Kesuksesan Para Ulama Nusantara: Jejak Keilmuan, Spirit Kebangsaan, dan Tantangan Kontemporer Kesuksesan Para Ulama N...
Kesuksesan Para Ulama Nusantara: Jejak Keilmuan, Spirit Kebangsaan, dan Tantangan Kontemporer
Oleh: Robby Andoyo
Pendahuluan
Ulama Nusantara menempati posisi sentral dalam sejarah kebangsaan, pendidikan, dan kebudayaan Indonesia. Mereka bukan sekadar pengajar ritual atau komentator teks; mereka adalah pembentuk praktik sosial, perumus gagasan kebangsaan, dan penjaga etika publik. Keberhasilan mereka diukur bukan semata popularitas, tetapi kemampuan menerjemahkan ajaran suci ke dalam program-program konkret yang memperbaiki kehidupan masyarakat, menjaga persatuan, dan membangun peradaban.
Tulisan ini mengurai jejak keilmuan dan strategi moral sejumlah ulama Nusantara — termasuk Hadratussyaikh KH. Hasyim Asy'ari, KH. Abdurrahman Wahid (Gus Dur), KH. Said Aqil Siradj—dan mengkaji tema-tema sentral: tafsir ayat kunci tentang pluralitas dan takwa, makna Resolusi Jihad dalam perspektif Islam moderat, peran santri sebagai mundzirul qawm, kritik terhadap kultus nasab, serta jihad moral melawan korupsi. Pendekatan yang digunakan bersifat teks-konteks dengan nuansa sufistik-modern: memadukan kedalaman spiritual dengan ketajaman analitis.

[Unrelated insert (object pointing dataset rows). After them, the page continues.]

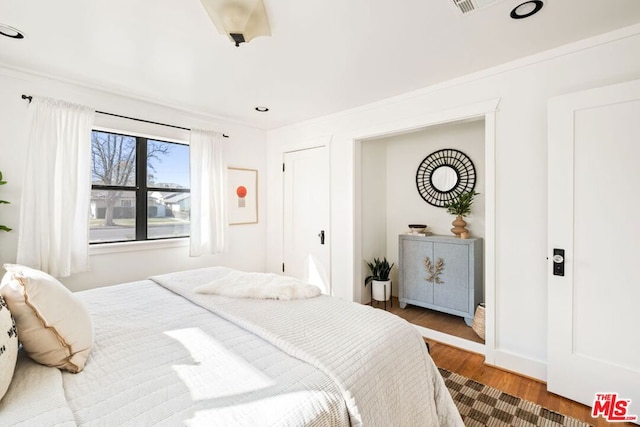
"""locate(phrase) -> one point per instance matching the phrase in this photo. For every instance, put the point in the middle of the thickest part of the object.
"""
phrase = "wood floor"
(472, 365)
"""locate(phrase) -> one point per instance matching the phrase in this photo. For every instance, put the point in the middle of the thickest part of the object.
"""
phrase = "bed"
(166, 352)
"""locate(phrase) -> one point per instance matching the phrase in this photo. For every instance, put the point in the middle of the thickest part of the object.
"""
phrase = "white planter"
(381, 290)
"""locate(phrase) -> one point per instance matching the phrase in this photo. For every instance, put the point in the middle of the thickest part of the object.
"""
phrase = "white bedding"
(378, 360)
(158, 359)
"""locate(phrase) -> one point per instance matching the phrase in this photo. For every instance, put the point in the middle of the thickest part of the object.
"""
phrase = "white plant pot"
(381, 290)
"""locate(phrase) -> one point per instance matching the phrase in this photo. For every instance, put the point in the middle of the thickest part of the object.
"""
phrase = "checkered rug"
(481, 405)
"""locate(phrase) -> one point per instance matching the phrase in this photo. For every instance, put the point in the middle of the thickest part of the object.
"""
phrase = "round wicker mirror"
(443, 175)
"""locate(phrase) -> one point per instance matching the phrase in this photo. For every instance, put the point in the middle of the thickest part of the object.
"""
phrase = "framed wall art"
(242, 195)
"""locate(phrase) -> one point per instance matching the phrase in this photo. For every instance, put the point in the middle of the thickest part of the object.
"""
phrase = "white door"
(594, 208)
(306, 216)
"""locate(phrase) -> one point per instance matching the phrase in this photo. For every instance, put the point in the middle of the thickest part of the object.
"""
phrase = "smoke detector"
(466, 6)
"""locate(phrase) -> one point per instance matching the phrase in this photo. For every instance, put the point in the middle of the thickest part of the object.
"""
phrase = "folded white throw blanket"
(238, 284)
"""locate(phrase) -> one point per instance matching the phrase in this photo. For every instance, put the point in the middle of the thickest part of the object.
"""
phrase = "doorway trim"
(482, 110)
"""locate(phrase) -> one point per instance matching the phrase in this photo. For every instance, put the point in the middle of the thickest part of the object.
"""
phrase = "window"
(140, 188)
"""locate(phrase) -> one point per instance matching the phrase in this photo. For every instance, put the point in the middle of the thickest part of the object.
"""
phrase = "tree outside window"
(140, 188)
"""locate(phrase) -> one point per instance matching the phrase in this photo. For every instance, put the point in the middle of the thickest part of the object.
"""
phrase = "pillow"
(8, 347)
(54, 326)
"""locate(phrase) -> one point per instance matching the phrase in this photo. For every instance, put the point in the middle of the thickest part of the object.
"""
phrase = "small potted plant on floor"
(461, 207)
(379, 279)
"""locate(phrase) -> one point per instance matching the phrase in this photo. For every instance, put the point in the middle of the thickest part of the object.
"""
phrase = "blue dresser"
(441, 273)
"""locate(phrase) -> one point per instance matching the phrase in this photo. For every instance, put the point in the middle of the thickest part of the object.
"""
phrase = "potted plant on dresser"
(379, 279)
(461, 207)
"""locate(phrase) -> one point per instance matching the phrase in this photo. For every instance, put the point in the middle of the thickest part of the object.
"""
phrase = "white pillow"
(8, 347)
(54, 326)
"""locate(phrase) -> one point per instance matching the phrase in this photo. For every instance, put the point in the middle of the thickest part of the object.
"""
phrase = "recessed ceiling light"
(11, 32)
(526, 9)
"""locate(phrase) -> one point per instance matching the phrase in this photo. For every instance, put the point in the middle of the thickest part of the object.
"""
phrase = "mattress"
(166, 355)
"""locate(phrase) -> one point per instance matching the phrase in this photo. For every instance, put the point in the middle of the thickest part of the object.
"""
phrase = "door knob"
(558, 262)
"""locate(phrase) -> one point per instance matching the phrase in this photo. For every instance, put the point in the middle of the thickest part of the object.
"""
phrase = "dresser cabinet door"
(414, 283)
(453, 291)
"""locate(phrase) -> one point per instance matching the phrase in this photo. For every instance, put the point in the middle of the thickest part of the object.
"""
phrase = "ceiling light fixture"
(11, 32)
(526, 9)
(241, 20)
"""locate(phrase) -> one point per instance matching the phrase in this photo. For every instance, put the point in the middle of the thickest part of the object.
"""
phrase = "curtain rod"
(29, 98)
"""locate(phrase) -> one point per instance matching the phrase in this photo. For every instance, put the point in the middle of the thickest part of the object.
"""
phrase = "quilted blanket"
(378, 360)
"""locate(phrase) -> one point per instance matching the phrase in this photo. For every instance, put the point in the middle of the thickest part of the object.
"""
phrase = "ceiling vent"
(466, 6)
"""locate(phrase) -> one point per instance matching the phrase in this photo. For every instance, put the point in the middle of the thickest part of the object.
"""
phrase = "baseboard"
(451, 340)
(521, 365)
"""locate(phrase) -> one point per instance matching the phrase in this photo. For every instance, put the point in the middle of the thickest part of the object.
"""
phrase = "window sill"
(109, 248)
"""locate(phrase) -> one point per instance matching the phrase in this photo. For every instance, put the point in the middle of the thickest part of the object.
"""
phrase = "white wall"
(523, 87)
(245, 148)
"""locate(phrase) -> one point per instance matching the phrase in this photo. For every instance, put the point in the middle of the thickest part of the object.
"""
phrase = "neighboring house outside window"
(140, 188)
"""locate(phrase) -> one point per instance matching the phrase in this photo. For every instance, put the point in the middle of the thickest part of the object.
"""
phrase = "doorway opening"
(387, 201)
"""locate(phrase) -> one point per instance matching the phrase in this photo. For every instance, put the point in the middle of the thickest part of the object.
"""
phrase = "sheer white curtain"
(54, 211)
(208, 193)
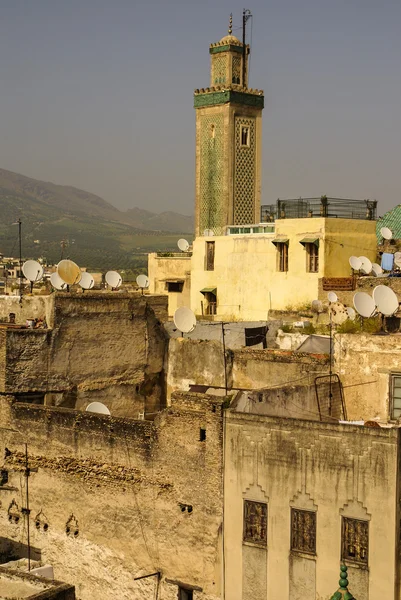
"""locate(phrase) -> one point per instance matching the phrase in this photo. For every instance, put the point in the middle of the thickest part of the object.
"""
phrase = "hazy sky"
(98, 94)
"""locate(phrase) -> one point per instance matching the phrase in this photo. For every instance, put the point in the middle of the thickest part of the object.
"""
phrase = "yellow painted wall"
(161, 268)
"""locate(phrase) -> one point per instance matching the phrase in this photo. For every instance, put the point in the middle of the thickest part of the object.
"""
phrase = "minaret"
(228, 141)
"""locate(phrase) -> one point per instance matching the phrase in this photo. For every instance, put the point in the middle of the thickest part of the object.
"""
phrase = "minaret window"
(245, 136)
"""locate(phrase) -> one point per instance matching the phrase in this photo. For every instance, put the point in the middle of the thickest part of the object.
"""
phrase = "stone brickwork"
(104, 347)
(120, 498)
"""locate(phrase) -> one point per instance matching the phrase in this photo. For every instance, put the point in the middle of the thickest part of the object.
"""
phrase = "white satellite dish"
(385, 300)
(183, 245)
(98, 407)
(317, 306)
(184, 319)
(57, 282)
(32, 270)
(113, 279)
(69, 272)
(355, 262)
(142, 281)
(364, 304)
(366, 266)
(376, 269)
(397, 259)
(87, 282)
(386, 233)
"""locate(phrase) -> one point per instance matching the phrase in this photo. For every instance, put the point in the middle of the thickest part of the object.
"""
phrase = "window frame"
(393, 378)
(261, 543)
(292, 546)
(282, 257)
(312, 257)
(346, 556)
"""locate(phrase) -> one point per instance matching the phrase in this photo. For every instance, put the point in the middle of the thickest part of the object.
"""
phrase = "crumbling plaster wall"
(333, 469)
(129, 485)
(364, 364)
(104, 347)
(201, 362)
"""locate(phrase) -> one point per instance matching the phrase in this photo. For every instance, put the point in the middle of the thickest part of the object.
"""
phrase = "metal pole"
(27, 511)
(224, 357)
(20, 257)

Tafsir Al-Hujurat 13: Pluralitas sebagai Kondisi Etis dan Epistemik
وَجَعَلْنَاكُمْ شُعُوبًا وَقَبَائِلَ لِتَعَارَفُوا ۚ إِنَّ أَكْرَمَكُمْ عِندَ اللَّهِ أَتْقَاكُمْ
“Dan Kami jadikan kamu berbangsa-bangsa dan bersuku-suku supaya kamu saling mengenal. Sesungguhnya yang paling mulia di antara kamu di sisi Allah ialah yang paling bertakwa di antara kamu.” (QS. Al-Hujurat: 13)
Ayat ini sering dibaca sebagai penegasan normatif bahwa takwa adalah ukuran kemuliaan. Namun, tafsir yang bernuansa sufistik-modern menawarkan pembacaan yang lebih lapang: pluralitas tidak hanya diberi legitimasi, tetapi dimaknai sebagai sumber epistemik—sumber ilmu dan pengayaan nilai. Dalam pengertian ini, perbedaan etnis, bahasa, dan kebudayaan menjadi 'ruang bacaan' yang memungkinkan umat saling belajar, bukan objek dominasi.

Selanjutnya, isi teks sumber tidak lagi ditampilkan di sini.